Die Gemeinde kaufe um Wölfersheim herum Ackerland an, um die Bauern von dem für Rewe vorgesehenen Land weg zu kriegen. Sie treibe dabei die Preise für Ackerland in die Höhe und trage so zur schleichenden Existenzvernichtung in der Landwirtschaft bei. Die Verantwortung liege allein bei Rewe. Auf der einen Seite nehme Rewe dem Kartoffelbauer aus Echzell die Kartoffeln ab und vermarktet sie, auf der anderen Seite verteuere Rewe die Grundlage seiner Existenz. „Sieht so fairer Umgang aus?“ fragen die Grünen.

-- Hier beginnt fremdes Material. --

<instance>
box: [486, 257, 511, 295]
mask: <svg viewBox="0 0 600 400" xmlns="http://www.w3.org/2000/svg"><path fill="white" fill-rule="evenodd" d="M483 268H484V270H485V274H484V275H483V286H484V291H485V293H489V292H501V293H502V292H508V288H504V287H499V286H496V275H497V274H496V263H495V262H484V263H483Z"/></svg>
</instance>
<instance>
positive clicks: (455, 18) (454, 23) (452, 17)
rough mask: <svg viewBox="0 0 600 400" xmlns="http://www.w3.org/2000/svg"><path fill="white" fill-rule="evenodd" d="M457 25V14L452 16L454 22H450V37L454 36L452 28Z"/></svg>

Der Betriebsrat führe die Heimatnähe der Arbeitsplätze als Argument an, ohne konkrete Zahlen zu nennen. Bis heute unbeantwortet sei zudem die Frage, wie sich die genannten 550 Arbeits- und Ausbildungsplätze zusammensetzen. Unbeantwortet sei auch die Frage, in welchem Maß ein hochmodernes Logistikzentrum die Effekte von Automatisierung und Digitalisierung nutzen werde und so Arbeitsplätze ersetze. Überall würden Betriebsräte diesen Effekt sehen und befürchten. Rückl: „Warum sieht und diskutiert der Rewe-Betriebsrat ihn nicht?“
Der wichtigste Punkt ist den Grünen der Alternativstandort. Seit dem Beteiligungsverfahren im Januar und entsprechenden Äußerungen von Rewe-Managern seit bekannt, dass Wölfersheim bei der ursprünglichen Standortsuche von Rewe nicht dabei war. Bei dieser Suche sei ein geeigneter Standort auf einer Gewerbefläche gefunden worden. Grolig: „Warum wird dieser Standort nicht genannt? Dann könnte darüber geredet werden, ob dort auch bester Ackerboden vernichtet wird und wie fern der von den Heimatorten der Rewe-Mitarbeiter, die am Ende fast alle nach Berstadt pendeln müssten, entfernt ist. Warum stellt der Betriebsrat nicht diese Frage, statt einzig Berstadt als ‚heimatnahen Arbeitsplatz‘ zu benennen?“
Kirchen haben Arbeitnehmerinteressen im Blick
Auch das Evangelische Dekant Wetterau kritisiert das Schreiben des Rewe-Betriebsrates. „Natürlich haben die Kirchen die Arbeitnehmerinteressen nicht aus dem Blick verloren! Wir wissen um die Notwendigkeit von guter Arbeit und auskömmlichen Löhnen! Und wir wissen auch um die Wichtigkeit einer guten Interessensvertretung in den Betrieben“, schreibt Dekan Volhard Guth in einer Pressemitteilung mit.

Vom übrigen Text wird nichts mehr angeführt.